Dreaming Up Whole New Carbon Markets

A carbon dioxide drilling rig. Carbon dioxide is currently used as a commercial product that enhances the recovery of oil in the drilling process, but the Energy Department is considering other potential uses. Denberg ResourcesA carbon dioxide drilling rig. The gas is now used to enhance the recovery of oil in the drilling process, but the Energy Department is considering other potential uses.
Green: Business

Normally, when supporters of renewable energy talk about carbon markets, they’re referring to a system of traded credits that industries buy to compensate for their emissions of greenhouse gases, like the ones already sold in Europe and under development in California and Canada.
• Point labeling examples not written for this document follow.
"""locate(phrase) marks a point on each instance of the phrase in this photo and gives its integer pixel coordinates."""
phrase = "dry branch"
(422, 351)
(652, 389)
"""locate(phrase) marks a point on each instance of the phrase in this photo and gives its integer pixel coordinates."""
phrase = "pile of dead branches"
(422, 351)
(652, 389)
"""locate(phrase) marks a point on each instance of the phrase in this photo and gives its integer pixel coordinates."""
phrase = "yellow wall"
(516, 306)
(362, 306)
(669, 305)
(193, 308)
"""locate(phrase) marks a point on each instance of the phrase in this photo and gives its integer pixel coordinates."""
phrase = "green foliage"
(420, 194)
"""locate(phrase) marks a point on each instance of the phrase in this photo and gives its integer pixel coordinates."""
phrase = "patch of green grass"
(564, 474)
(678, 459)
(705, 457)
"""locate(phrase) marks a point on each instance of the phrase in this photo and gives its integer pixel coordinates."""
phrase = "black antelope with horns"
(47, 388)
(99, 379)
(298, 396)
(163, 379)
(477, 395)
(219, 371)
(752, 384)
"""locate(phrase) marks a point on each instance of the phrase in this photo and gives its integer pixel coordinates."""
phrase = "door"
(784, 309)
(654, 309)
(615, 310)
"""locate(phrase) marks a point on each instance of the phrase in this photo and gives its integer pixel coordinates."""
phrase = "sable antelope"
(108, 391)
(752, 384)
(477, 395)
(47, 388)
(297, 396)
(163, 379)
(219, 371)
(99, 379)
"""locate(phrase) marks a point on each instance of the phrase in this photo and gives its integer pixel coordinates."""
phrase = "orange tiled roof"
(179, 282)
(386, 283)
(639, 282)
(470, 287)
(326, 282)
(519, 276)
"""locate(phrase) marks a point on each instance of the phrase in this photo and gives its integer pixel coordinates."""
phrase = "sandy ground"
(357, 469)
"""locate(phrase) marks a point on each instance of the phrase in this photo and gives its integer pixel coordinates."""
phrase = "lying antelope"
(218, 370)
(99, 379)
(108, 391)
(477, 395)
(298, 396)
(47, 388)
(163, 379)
But at the Renewable Energy Finance Forum-Wall Street, an annual conference organized by the American Council on Renewable Energy, the talk on Wednesday was of developing a different kind of carbon market where the gas would be bought and sold like a commodity to encourage carbon capture.

Although carbon capture projects have stumbled lately, oil companies buy carbon dioxide, usually in individual transactions, for a process known as enhanced oil recovery, in which carbon dioxide is pumped into the ground to force extra oil out of the fields. But naturally occurring carbon is in decline, and there is more demand than can be met, said Ann E. Banks, chief commercial officer of the Summit Power Group, which is developing a project that will pipe carbon dioxide captured from gasified coal to help extract oil in West Texas.

The Department of Energy is therefore looking into the potential for developing the other carbon market. In the conference’s keynote address, Richard Kauffman, a senior adviser to Steven Chu, the secretary of energy, said that such a market could play an important role in increasing domestic oil production and lowering emissions. There are other uses, too, like feeding algae, which can produce biofuel; stimulating plant growth in greenhouses; and turning it into a coolant for air conditioners.

“Imagine a market developing – a commercial market — for CO2,” he said, adding, “We might find that there are a lot of uses for it.”

Mr. Kauffman, a former investment banker and private equity investor who joined the Energy Department last September, did not offer details on what such a market might look like, and he emphasized that it was only one of several ideas under discussion to encourage the spread of alternative energy. Other potential steps to lower the cost of financing renewable energy projects include allowing the use of master limited partnerships and real estate investment trusts for clean-tech ventures, developing new financing structures with the Department of Defense, and creating business models for utilities that allow them to thrive even though they are selling less electricity as more residential and commercial customers begin generating their own power.

“Let’s keep thinking about ways to harness market forces to achieve both policy and investment goals,” he said.